You see what I done up☝️, that’s some form of fear perhaps of the society judging and forming an opinion on what I write. Withholding my views here can be considered as a result of fear. Oh well, it’s not like I am here to preach my sermon. I am simply trying to elaborate on what different types of fear are like when experienced in real life. Society can be harsh and judgemental as Dr. Peterson says. He also says, courage is what wins over fear. Humans don’t become less fearful, they become more brave. So, courage is what reduces our fears and overcome/manage them. Emotional awareness is a key component, our ability to recognise when these fears are triggered is the first step in overcoming these fears.

3) Nature (Environment) This I suppose is the healthy fear that has been built in us for our survival. Nature can be a relentless force, that can turn things around in an instant, swallow up land. Tsunamis, earthquakes, landslides and storms. It’s natural to fear the wrath of nature. Nature is also loving, the mercy and blessings far extends the wrath.

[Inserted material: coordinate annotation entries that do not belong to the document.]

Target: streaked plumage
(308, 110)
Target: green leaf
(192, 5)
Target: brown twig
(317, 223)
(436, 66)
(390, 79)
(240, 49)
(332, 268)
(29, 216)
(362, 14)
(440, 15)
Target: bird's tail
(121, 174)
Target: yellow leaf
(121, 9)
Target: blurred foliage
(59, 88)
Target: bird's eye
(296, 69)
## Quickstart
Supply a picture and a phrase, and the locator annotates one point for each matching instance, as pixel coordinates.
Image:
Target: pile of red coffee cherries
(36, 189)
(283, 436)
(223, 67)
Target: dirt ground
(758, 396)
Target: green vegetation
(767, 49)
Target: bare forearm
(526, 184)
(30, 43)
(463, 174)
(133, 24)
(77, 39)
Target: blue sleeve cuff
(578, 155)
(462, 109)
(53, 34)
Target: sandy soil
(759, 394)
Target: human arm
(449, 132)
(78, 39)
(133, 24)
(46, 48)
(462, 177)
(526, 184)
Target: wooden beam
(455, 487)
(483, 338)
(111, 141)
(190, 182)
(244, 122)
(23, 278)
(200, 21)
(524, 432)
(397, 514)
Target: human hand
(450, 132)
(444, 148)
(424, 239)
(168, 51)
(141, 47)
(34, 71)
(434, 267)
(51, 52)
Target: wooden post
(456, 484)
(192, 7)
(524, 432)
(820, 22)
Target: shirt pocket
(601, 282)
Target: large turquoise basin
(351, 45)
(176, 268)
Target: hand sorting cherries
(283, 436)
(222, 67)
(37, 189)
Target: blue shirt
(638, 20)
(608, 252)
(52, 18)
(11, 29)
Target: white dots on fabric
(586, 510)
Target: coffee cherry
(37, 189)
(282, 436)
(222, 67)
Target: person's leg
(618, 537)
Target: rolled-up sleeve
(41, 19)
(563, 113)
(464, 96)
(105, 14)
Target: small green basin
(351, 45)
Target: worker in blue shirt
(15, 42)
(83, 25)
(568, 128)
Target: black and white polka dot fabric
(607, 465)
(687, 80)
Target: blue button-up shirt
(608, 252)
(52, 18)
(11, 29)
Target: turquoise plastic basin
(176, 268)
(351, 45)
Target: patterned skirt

4) Unknown– Our minds constantly seek certainty. This search for certainty amidst uncertainty causes anxiety and brews up all sorts of other emotions; one of them being fear. Fear of missing out on opportunities. Fear of losing, fear of unknown. However, if can learn to embrace uncertainty, then we can take a step towards overcoming the fear of uncertainty. Uncertainty can be fearful, it can be exciting. Uncertainty can be potential, uncertainty can be possibilities. Uncertainty is sure risky but nothing in life comes free. It either has time cost or costs money. These last few lines of wisdom are shared from other great people I have learnt a lot from haha

What you seek is within you- Rumi

Hope is a powerful emotion to replace fear. Hope for a better future, hope for ease after difficulty, hope for achieving the goals. Hope… beyond the scope of this discussion. There is no fear and sorrow concerning those… in the world beyond.